Pero lo que empieza siendo un casual entretenimiento para matar el tiempo, combatir la soledad y la falta de trabajo, se convierte para él en una obsesión. No solo se fascina con lo que ve allí sino que conoce a una bella chica (o el avatar de una) con la que conecta y de la que, rápidamente, se enamora. Arman planes, se buscan y hasta se obsesionan con viajar a espacio, aunque para eso hace falta juntar dinero.

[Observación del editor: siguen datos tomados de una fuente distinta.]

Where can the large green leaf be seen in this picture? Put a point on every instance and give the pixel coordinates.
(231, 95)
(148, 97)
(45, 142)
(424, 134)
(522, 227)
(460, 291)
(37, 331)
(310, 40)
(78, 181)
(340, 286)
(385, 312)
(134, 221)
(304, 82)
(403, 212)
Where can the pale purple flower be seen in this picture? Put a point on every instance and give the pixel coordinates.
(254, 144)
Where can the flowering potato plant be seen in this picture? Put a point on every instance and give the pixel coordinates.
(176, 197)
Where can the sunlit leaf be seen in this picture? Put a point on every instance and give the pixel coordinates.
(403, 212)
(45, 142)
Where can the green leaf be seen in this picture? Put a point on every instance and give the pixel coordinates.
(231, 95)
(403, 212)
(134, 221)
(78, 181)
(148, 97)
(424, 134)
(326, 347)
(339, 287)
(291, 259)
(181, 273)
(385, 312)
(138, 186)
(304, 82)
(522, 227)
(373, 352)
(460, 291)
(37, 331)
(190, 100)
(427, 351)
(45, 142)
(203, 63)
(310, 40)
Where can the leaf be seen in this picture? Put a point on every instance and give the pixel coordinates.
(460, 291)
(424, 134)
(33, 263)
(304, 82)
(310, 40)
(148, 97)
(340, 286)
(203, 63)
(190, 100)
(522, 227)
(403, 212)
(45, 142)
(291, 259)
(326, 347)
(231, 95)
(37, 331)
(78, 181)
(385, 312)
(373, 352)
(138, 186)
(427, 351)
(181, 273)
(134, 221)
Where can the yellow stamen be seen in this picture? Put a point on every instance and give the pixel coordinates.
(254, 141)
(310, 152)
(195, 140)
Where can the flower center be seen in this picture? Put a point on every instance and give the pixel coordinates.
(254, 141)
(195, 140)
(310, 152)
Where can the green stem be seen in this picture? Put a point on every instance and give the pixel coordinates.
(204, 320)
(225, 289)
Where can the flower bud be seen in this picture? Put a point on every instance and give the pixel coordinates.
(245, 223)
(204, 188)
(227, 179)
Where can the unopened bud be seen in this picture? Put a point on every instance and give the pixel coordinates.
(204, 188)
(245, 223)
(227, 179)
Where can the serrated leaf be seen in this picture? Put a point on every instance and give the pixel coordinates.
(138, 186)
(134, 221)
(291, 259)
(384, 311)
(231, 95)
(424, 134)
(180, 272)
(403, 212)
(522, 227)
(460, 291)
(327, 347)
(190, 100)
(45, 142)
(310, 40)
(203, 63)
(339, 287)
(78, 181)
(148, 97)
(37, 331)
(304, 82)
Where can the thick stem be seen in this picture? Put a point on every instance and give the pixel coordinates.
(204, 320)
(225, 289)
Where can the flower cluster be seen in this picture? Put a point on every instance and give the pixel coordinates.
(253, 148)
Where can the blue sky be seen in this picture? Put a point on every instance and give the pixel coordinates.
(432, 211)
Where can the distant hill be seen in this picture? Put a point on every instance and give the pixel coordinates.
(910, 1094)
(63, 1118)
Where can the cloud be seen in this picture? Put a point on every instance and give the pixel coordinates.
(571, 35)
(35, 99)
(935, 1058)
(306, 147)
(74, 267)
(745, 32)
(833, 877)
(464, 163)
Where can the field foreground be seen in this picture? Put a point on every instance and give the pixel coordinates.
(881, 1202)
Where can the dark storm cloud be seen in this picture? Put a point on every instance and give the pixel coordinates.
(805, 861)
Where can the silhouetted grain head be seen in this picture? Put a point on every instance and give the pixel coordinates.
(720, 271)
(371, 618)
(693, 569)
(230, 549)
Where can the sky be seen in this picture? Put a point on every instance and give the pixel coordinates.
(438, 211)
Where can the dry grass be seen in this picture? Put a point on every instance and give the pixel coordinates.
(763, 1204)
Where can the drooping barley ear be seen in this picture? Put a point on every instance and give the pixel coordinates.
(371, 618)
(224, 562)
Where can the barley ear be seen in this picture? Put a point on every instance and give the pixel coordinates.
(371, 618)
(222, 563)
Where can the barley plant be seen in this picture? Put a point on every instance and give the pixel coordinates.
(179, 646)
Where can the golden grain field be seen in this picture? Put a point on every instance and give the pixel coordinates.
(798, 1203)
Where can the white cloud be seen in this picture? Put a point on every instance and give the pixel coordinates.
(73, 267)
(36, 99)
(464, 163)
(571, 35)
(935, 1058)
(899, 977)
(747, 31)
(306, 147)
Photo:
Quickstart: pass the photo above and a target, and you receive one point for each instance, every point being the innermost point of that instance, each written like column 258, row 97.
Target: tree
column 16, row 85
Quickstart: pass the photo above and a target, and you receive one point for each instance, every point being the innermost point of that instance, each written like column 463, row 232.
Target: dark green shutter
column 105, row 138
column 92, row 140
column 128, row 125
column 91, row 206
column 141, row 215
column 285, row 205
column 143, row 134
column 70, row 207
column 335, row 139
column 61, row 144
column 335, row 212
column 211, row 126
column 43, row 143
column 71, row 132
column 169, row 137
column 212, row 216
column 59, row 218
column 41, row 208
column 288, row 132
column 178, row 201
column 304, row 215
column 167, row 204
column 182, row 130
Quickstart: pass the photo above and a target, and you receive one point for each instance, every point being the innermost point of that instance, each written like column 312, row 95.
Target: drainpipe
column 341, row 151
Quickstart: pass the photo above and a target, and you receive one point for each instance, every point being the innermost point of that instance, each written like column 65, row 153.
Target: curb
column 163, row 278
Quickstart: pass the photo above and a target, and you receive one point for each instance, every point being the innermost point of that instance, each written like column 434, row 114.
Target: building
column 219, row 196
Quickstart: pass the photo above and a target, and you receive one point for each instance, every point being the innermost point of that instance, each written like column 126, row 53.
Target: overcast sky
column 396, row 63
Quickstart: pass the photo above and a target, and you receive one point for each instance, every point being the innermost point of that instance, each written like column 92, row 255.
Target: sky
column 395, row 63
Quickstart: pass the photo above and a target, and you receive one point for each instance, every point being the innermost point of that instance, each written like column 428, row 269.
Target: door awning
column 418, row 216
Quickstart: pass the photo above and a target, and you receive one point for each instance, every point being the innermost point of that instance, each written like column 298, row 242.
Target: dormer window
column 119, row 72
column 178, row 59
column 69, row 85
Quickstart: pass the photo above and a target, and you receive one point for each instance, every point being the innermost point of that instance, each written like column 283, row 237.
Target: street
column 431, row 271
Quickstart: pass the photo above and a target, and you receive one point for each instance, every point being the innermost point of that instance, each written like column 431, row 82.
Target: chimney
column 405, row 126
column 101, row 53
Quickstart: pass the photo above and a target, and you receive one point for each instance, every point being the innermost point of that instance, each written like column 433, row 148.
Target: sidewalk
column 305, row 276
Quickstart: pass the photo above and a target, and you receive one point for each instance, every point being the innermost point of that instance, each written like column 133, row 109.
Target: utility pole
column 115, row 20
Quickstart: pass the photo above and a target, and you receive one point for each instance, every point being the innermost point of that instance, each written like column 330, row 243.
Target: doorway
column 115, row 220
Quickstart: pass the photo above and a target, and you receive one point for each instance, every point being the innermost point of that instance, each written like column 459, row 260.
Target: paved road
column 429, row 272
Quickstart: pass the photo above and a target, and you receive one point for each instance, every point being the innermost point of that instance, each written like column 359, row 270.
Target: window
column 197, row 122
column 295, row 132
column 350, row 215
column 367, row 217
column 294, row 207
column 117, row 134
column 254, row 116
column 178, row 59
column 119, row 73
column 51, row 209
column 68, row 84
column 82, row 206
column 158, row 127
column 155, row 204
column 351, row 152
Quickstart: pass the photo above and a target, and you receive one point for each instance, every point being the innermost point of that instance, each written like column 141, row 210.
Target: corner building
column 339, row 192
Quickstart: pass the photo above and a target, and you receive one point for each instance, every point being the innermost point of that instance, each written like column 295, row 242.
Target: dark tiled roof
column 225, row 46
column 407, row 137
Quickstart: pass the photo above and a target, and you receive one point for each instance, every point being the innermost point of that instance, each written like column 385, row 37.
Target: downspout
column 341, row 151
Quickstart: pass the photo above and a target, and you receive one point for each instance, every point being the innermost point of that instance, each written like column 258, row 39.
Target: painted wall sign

Y eso se convierte en una tarea para el protagonista.
Si bien la parte en VR está filmada con actores (Da Peng encarna al avatar de Lao Zhao), el formato y la definición de la imagen es rara, como si fuera un gastado 8mm, dándole a todo lo que sucede y vemos allí un tono y un clima algo enrarecido. La película irá y vendrá entre ambos escenarios y pronto se revelarán algunos velos –no particularmente positivos–respecto a lo que está pasando, tanto en el estudio como en ese mundo virtual.
Xu Za trabaja con recursos limitados para los habituales del animé, pero compensa la falta de espectacularidad con delicadeza, melancolía y la ternura con la que conecta con un personaje que se va metiendo cada vez más en problemas. Si bien el film presenta una situación oscura –el cierre de los estudios y los complicados intentos por salvarlo, un mundo virtual con más trampas de las que parece haber–, Light Pillar las narra con cierta gracia, mucha poesía visual y un tono que recuerda más al cine de Jia Zhangke que a pares del mundo de animé.